Sir Alexander Korda's splendid film uses Kipling's book as a launching pad to tell Mowgli's story after he left his animal friends. It is told with great verve and excitement and its evocative views of the great jungle and the Lost City, as locations for Mowgli's further adventures, revealed in vibrant Technicolor, are an indication of the excellent production values lavished to make the story come alive.
As teen-aged Mowgli, Indian actor Sabu couldn't be more perfect. Whether as the Wild Boy who first enters the village, or, later, as the completely competent young man who ferrets out the secret of the Lost City's treasure, fights the tiger Shere Khan and communes with deadly snakes, elephants & wolves, he is completely believable. Kipling would have been proud.
Rosemary DeCamp is a quiet delight as Mowgli's gentle mother, her scenes with Sabu are most effective and tender. John Qualen, Frank Puglia, and especially Joseph Calleia, all score as the members of the man-village who want to see Mowgli destroyed. Playing his character as an old man, Calleia also bookends the film as its storyteller, using his somber demeanor to add to the mystery of the plot.
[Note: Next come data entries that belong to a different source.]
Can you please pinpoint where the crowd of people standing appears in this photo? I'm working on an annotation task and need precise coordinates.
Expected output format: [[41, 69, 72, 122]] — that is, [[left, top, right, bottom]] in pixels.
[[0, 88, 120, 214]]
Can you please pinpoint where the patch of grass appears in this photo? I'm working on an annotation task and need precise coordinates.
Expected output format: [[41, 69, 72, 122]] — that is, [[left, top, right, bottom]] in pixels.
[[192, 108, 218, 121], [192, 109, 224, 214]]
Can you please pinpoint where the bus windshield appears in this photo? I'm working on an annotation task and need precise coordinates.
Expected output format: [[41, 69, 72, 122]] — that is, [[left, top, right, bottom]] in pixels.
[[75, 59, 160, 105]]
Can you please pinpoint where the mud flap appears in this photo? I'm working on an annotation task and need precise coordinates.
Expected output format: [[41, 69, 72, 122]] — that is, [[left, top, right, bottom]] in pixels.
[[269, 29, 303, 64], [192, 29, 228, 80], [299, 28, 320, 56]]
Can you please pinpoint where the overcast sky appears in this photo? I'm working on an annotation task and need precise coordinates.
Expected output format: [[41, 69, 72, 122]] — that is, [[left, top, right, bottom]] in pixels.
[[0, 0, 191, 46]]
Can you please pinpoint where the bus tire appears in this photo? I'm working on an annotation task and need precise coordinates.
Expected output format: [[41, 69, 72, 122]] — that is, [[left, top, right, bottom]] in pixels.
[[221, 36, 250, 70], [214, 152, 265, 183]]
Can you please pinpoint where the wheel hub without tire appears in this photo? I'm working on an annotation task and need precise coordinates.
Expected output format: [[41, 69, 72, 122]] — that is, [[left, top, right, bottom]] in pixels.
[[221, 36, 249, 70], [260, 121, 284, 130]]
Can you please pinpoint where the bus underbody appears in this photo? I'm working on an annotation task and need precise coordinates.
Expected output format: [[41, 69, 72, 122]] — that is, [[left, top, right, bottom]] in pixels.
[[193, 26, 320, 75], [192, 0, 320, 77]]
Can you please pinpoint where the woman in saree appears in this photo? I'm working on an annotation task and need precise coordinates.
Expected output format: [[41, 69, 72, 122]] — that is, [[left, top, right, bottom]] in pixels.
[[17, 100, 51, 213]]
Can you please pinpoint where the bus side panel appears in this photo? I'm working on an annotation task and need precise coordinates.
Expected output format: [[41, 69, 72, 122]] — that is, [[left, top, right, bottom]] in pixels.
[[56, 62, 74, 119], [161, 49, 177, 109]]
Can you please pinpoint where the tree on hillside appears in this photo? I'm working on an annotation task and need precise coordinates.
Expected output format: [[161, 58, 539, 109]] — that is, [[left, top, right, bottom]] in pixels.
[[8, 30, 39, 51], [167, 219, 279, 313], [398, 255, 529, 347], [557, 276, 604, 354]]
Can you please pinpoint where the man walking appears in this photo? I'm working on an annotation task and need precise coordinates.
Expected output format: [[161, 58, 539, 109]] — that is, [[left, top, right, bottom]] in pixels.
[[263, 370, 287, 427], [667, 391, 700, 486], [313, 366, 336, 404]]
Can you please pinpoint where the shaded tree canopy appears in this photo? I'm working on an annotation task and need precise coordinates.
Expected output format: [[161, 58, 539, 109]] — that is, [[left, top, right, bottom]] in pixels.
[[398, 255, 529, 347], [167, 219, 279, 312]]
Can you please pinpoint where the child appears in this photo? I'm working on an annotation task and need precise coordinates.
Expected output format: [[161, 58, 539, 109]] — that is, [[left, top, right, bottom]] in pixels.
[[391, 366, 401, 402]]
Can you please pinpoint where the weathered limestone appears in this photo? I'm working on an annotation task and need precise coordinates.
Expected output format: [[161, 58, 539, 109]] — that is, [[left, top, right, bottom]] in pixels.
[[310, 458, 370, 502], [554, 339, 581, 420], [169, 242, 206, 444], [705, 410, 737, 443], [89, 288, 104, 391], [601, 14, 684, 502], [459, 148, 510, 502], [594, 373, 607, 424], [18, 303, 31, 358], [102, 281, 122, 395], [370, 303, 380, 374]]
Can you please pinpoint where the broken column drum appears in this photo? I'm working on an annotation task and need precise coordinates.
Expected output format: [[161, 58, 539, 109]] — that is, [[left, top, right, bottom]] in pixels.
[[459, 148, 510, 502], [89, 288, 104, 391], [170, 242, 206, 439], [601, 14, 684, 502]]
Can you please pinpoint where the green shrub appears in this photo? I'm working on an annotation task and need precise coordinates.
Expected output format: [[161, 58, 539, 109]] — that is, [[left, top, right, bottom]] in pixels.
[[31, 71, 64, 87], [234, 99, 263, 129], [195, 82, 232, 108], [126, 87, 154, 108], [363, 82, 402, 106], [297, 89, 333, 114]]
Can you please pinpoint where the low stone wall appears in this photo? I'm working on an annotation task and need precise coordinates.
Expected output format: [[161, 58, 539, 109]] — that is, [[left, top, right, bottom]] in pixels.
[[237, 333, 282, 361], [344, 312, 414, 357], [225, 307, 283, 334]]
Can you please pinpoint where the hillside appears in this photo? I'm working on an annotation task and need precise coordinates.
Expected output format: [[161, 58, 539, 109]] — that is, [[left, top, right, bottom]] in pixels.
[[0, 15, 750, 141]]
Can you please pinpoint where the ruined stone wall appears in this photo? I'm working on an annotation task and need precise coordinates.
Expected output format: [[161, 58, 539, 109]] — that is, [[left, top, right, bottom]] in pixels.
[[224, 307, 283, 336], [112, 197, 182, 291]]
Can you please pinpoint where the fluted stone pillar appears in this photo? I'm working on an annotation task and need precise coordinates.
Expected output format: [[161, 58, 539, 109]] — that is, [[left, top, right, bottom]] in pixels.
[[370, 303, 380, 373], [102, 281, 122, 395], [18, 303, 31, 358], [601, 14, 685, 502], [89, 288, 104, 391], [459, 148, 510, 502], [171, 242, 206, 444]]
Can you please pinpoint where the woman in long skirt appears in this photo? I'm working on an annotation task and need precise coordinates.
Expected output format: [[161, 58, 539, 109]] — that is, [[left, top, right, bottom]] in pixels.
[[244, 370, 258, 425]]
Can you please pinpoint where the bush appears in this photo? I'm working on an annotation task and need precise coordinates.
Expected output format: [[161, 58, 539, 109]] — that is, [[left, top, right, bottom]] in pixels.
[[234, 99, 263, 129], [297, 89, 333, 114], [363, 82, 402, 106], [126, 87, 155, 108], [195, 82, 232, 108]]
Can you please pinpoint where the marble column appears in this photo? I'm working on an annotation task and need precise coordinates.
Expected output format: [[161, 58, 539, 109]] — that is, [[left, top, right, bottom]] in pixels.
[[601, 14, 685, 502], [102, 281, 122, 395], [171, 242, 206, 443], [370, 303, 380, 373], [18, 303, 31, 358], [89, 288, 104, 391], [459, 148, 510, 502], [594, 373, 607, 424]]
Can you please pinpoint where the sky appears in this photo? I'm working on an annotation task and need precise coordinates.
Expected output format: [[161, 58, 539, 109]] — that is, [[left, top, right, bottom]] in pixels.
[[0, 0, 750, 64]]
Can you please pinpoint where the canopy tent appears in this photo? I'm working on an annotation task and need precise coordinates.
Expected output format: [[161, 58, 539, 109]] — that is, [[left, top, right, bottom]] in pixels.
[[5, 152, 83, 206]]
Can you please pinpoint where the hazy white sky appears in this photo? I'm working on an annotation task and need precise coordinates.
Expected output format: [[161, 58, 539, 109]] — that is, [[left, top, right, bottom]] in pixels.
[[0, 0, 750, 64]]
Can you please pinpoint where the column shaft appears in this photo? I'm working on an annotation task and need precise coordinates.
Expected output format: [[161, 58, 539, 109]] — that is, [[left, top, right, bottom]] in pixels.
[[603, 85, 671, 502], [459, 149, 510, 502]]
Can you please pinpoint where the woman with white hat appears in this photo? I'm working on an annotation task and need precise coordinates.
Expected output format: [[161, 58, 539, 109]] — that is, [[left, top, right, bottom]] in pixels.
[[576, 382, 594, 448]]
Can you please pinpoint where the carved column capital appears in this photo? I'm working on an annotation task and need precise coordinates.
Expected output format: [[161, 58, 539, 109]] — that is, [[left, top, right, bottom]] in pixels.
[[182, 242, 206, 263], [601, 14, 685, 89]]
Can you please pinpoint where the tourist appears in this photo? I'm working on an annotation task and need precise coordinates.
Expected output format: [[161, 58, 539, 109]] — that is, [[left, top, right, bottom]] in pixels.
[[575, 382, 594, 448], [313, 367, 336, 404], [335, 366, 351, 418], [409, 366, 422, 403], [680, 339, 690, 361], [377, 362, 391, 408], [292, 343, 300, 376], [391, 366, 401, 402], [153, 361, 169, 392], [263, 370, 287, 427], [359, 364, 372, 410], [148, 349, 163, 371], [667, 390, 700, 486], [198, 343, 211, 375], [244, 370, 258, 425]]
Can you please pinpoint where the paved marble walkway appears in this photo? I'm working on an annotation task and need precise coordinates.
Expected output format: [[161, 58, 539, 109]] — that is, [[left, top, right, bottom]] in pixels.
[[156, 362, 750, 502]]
That's Silent star Noble Johnson as the Sikh whose female companion encourages the telling of the tale.
Born Sabu Dastagir in 1924, Sabu was employed in the Maharaja of Mysore's stables when he was discovered by Korda's company and set before the cameras. His first four films (ELEPHANT BOY-1937, THE DRUM-1938, THE THIEF OF BAGDAD-1940, JUNGLE BOOK-1942) were his best and he found himself working out of Hollywood when they were completed. After distinguished military service in World War II he resumed his film career, but he became endlessly confined for years playing ethnic roles in undistinguished minor films, BLACK NARCISSUS (1947) being the one great exception. His final movie, Walt Disney's A TIGER WALKS (1964) was an improvement, but it was too late. Sabu had died of a heart attack in late 1963, only 39 years of age.